The server.sh script should start a lightweight HTTP server that triggers cloudquery sync /config.yml on incoming requests and returns the exit code as the HTTP response.

See the cloudquery/cloudrun-example repository for a complete, working implementation of the wrapper server.

Step 3: Build and push the container

Create an Artifact Registry repository if you don’t have one:

gcloud artifacts repositories create <YOUR_REPOSITORY> \ --repository-format docker \ --location <YOUR_REGION>

Build and push the container image:

# Configure Docker authentication for Artifact Registry gcloud auth configure-docker <YOUR_REGION>-docker.pkg.dev # Build the container docker build -t <YOUR_REGION>-docker.pkg.dev/<YOUR_PROJECT_ID>/<YOUR_REPOSITORY>/cloudquery-sync . # Push to Artifact Registry docker push <YOUR_REGION>-docker.pkg.dev/<YOUR_PROJECT_ID>/<YOUR_REPOSITORY>/cloudquery-sync

Step 4: Deploy to Cloud Run

gcloud run deploy cloudquery-sync \ --image <YOUR_REGION>-docker.pkg.dev/<YOUR_PROJECT_ID>/<YOUR_REPOSITORY>/cloudquery-sync \ --region <YOUR_REGION> \ --no-allow-unauthenticated \ --timeout 3600 \ --memory 2Gi \ --set-env-vars "CLOUDQUERY_API_KEY=<YOUR_API_KEY>,PG_CONNECTION_STRING=<YOUR_CONNECTION_STRING>"

Key flags:

  • --no-allow-unauthenticated: Restricts access to authenticated callers only (Cloud Scheduler will use a service account)
  • --timeout 3600: Sets the maximum request timeout to 60 minutes
  • --memory 2Gi: Allocate enough memory for the sync process. Adjust based on the number of tables being synced.

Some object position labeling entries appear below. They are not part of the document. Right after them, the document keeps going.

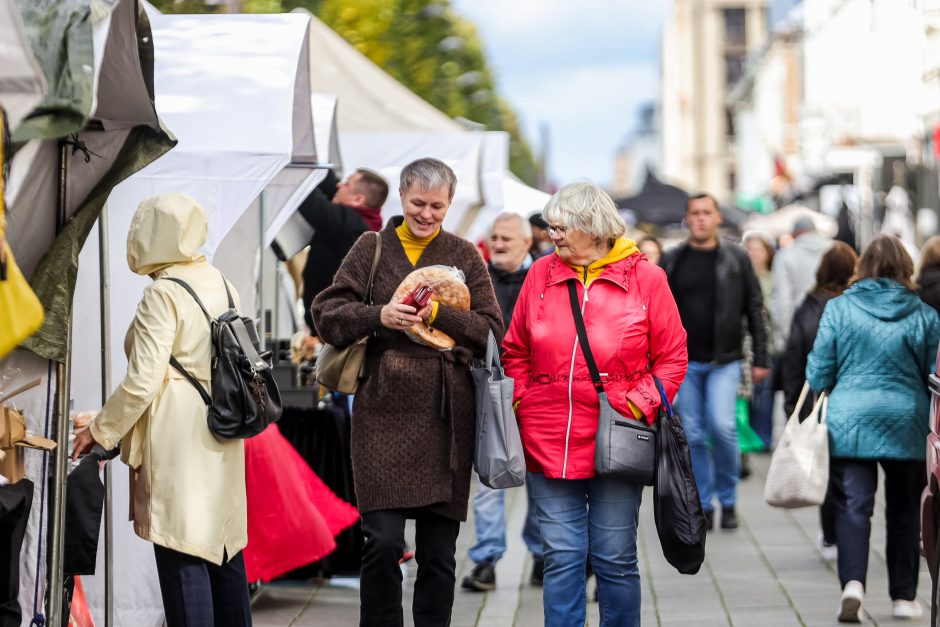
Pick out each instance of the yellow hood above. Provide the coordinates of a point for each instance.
(622, 249)
(166, 230)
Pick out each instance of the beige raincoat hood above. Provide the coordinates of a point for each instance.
(166, 230)
(188, 487)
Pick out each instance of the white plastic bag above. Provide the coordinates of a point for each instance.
(799, 469)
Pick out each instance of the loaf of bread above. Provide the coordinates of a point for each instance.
(449, 290)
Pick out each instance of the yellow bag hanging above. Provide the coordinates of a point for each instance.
(21, 313)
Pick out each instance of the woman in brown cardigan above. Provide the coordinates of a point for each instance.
(413, 416)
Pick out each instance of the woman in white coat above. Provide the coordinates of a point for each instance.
(187, 486)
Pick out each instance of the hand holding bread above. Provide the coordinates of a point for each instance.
(449, 290)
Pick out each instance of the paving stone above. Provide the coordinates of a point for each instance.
(767, 573)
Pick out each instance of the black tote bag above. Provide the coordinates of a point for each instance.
(677, 509)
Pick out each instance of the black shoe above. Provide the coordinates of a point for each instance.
(729, 520)
(481, 578)
(538, 572)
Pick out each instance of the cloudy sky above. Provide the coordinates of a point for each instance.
(581, 68)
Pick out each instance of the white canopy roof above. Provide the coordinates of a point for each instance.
(22, 84)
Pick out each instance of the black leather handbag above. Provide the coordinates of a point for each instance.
(244, 397)
(625, 447)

Step 5: Schedule with Cloud Scheduler

Create a Cloud Scheduler job that triggers the Cloud Run service on a cron schedule:

gcloud scheduler jobs create http cloudquery-daily-sync \ --location <YOUR_REGION> \ --schedule "0 3 * * *" \ --uri "$(gcloud run services describe cloudquery-sync --region <YOUR_REGION> --format 'value(status.url)')" \ --http-method GET \ --oidc-service-account-email <YOUR_SERVICE_ACCOUNT>@<YOUR_PROJECT_ID>.iam.gserviceaccount.com \ --oidc-token-audience "$(gcloud run services describe cloudquery-sync --region <YOUR_REGION> --format 'value(status.url)')"

This schedules a sync every day at 3 a.m.. The --oidc-service-account-email flag ensures the request is authenticated using the specified service account.

Authentication

For GCP source integrations, Cloud Run services automatically receive a service account identity. Grant the service account the required read-only permissions for the resources you want to sync:

# Example: grant Viewer role for GCP source integration gcloud projects add-iam-policy-binding <YOUR_PROJECT_ID> \ --member "serviceAccount:<YOUR_SERVICE_ACCOUNT>@<YOUR_PROJECT_ID>.iam.gserviceaccount.com" \ --role "roles/viewer"

For non-GCP sources (AWS, Azure, etc.), pass the required credentials as environment variables via --set-env-vars or use Secret Manager.

Caveats

  • Timeout limit: Cloud Run HTTP-triggered services have a maximum timeout of 60 minutes. Syncs that take longer will be terminated. Use table filtering to reduce sync time, or switch to a VM-based deployment for large estates.
  • Stateless execution: Each invocation starts fresh. Integration binaries are downloaded on every run unless you bake them into the Docker image. See the Docker caching guide for strategies to reduce startup time.
  • Cold starts: Cloud Run may scale to zero between invocations, adding startup latency. For scheduled syncs this is usually acceptable.